Sollicité par l’Agence France-Presse, Apple s’est refusé à toute réaction dans l’immédiat. Le groupe dispose de 5 jours ouvrables pour contester cette décision, s’il estime que s’y conformer est déraisonnablement contraignant.
La procureure fédérale du centre de la Californie, Eileen Decker, a évoqué pour sa part « une nouvelle étape − potentiellement importante − dans la procédure pour apprendre tout ce que nous pouvons apprendre sur l’attaque de San Bernardino ». Et de rappeler l’engagement pris à l’encontre des victimes et de leurs familles.
Cryptage des données
Le FBI et les agences de renseignement américaines mènent une campagne depuis plusieurs mois pour que les fabricants de smartphones et autres objets électroniques laissent une possibilité d’accès à leur contenu en cas de mandat judiciaire.
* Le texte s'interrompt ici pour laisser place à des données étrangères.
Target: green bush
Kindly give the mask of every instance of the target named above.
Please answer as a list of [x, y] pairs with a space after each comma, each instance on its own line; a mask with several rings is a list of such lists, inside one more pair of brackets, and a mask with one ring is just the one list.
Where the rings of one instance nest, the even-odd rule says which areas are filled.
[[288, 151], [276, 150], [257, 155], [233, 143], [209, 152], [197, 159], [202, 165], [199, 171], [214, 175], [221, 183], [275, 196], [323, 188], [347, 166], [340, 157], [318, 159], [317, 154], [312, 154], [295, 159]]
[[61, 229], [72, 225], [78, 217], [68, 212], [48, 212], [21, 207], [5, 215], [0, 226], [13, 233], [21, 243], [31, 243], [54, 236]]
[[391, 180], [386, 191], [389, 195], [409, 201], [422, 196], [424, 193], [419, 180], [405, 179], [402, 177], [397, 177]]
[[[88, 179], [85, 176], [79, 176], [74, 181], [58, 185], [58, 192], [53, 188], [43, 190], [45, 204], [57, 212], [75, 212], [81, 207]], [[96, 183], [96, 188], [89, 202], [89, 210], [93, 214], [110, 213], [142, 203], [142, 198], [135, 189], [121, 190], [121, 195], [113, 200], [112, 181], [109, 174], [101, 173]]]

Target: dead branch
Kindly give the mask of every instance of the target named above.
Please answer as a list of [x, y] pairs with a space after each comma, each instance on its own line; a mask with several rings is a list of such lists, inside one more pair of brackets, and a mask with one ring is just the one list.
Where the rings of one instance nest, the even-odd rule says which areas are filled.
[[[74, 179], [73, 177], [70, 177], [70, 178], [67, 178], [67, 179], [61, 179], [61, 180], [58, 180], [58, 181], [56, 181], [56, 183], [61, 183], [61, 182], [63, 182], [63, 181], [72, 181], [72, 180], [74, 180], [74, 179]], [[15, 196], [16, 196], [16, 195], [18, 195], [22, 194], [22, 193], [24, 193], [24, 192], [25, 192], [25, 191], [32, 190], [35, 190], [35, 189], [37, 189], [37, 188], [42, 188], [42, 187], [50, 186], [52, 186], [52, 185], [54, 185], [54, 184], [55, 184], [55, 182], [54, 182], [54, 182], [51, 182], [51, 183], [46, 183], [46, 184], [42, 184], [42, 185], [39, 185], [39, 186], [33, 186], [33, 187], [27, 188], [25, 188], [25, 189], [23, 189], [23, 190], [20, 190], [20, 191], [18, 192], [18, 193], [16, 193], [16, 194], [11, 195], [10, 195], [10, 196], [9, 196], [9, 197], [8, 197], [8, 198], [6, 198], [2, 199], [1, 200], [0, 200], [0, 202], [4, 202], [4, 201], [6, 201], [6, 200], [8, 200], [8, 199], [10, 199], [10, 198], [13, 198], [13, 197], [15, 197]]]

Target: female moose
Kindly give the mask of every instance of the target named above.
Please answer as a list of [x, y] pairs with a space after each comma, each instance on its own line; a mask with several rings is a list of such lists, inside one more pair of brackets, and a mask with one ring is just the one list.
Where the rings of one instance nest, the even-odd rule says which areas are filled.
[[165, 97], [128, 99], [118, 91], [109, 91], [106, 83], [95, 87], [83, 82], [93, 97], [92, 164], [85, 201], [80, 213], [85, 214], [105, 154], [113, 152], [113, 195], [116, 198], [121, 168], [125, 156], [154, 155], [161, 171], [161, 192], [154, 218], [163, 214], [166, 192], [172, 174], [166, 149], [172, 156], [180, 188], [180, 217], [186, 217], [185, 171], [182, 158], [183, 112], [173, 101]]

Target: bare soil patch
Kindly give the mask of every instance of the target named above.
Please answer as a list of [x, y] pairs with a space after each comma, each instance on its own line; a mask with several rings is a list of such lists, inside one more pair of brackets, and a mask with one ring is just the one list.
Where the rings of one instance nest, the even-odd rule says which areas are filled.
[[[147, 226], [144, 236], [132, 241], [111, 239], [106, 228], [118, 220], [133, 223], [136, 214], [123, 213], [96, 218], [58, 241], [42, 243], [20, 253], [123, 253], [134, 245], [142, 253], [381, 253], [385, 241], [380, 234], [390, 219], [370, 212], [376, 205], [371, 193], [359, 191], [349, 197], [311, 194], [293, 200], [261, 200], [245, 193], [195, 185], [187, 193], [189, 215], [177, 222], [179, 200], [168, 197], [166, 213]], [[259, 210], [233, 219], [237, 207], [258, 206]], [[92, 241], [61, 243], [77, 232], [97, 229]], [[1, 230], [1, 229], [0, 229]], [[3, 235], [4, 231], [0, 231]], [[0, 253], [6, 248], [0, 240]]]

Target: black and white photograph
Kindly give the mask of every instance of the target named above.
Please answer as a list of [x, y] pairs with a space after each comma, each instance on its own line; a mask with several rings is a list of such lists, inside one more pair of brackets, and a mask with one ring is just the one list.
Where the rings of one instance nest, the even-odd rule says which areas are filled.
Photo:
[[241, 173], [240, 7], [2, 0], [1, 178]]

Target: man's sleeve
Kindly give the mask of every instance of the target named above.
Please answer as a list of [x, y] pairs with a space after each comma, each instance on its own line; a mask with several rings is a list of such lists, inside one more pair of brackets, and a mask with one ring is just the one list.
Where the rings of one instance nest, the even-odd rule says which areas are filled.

Les grands groupes technologiques proposent en effet de plus en plus de produits et applications inviolables et ont rejeté jusqu’à présent les demandes d’accès aux données cryptées dans le cadre d’enquêtes.
Le cryptage est devenu pour les entreprises un argument commercial après les révélations d’Edward Snowden sur l’ampleur de l’espionnage électronique de l’Agence de sécurité américaine (NSA).